I have long practised mindfulness and meditation daily; I believe it to be essential to our inner harmony, silencing the inner chatter which can be damaging to spiritual, mental and physical wellbeing.

So I am not surprised to learn that it is being hailed as a factor in Team GB’s success at the Rio 2016 Olympic Games, with many athletes using the Headspace app devised by sports psychologists at the English Institute of Sport.

Cyclist Laura Trott, who became the most decorated British female Olympian of all time, said recently: “The first [part] is all to do with breathing, and really ties into the idea of mindfulness – only thinking about what you’re doing in that very moment and not allowing your mind to run away with worries about past events and those in the future.

“By thinking about your breathing, it stops you thinking about anything else. If you push your belly out when you take a breath in, like doing the opposite to what you think you should do, it really helps.”

Children, too, can benefit from learning these techniques. Academics from the University of Cincinnati, in a study published in the Journal of Child and Adolescent Psychopharmacology, looked at a small cohort of children diagnosed with anxiety disorders. The team found that the anxiety level of their patients was significantly reduced after mindfulness-based cognitive therapy, and the more mindfulness they practised, the less anxious they felt.

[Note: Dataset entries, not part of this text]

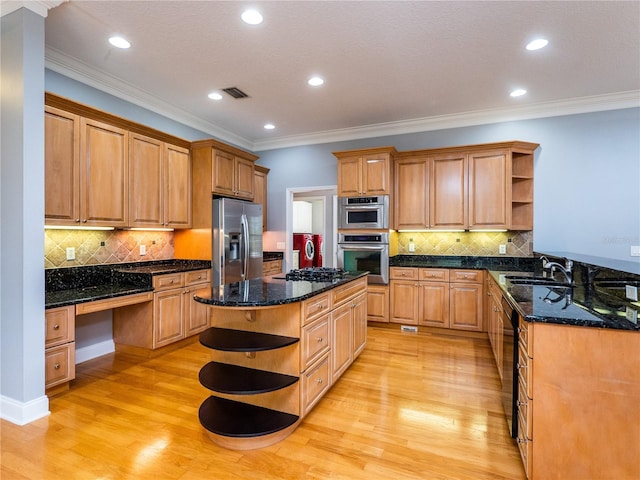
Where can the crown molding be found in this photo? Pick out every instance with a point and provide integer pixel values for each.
(76, 70)
(598, 103)
(83, 73)
(41, 7)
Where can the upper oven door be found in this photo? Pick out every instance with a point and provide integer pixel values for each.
(364, 215)
(372, 258)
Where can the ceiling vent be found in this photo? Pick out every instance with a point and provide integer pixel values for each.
(235, 92)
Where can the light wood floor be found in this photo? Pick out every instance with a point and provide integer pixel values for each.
(413, 406)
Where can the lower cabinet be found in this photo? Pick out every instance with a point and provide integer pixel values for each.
(172, 316)
(59, 353)
(437, 297)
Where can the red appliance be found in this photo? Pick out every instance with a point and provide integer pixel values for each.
(317, 245)
(304, 243)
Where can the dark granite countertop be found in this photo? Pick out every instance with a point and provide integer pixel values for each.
(597, 306)
(73, 285)
(270, 291)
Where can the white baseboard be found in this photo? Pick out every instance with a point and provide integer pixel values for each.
(22, 413)
(94, 351)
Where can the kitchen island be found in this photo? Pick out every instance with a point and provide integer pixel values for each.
(276, 347)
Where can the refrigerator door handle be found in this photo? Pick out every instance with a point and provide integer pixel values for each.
(244, 245)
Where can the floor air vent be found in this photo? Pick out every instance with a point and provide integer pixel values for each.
(235, 92)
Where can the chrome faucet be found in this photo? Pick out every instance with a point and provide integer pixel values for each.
(549, 268)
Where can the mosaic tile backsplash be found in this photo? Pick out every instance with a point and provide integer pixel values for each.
(96, 247)
(481, 244)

One interesting US education resource is MindUP, developed by the Hawn Foundation and the brain child of actress and philanthropist Goldie Hawn. She was inspired by her concerns over rising levels of anxiety and stress among children in the US after 9/11. The programme suggests that children should have two-minute moments of self-reflection and meditation three times daily, with the idea that it will calm them and allow better focus.

Ms Hawn will explain MindUP at a talk in London this month for the Pureland Foundation at China Exchange, a programme of events designed to enrich lives through creativity, spirituality and self-expression. A keen proponent of meditation, Ms Hawn will also lead the audience in a “brain break”, explaining: “You go inward for a while. It’s important to do that … it helps relax your brain and strengthen your brain.

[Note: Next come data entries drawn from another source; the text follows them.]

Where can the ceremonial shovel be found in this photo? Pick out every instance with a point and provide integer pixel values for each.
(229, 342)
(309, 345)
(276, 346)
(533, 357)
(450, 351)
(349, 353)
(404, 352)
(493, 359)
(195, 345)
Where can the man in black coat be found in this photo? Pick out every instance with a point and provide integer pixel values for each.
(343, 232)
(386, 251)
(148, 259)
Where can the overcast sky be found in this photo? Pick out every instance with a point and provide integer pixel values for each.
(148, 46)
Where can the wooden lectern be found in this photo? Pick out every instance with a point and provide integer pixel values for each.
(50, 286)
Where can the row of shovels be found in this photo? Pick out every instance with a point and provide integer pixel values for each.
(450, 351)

“It gives great context into behaviour, emotions, reactivity, stress, how to reduce our stress, how to recognise it.”

Ms Hawn has been studying Eastern philosophy for decades and says: “What I’ve learned through my meditation is a sense of equanimity, a sense of all things being equal.”

In this, I agree with her. Mindfulness is an essential tool for achieving inner peace and working towards a state of true contentment.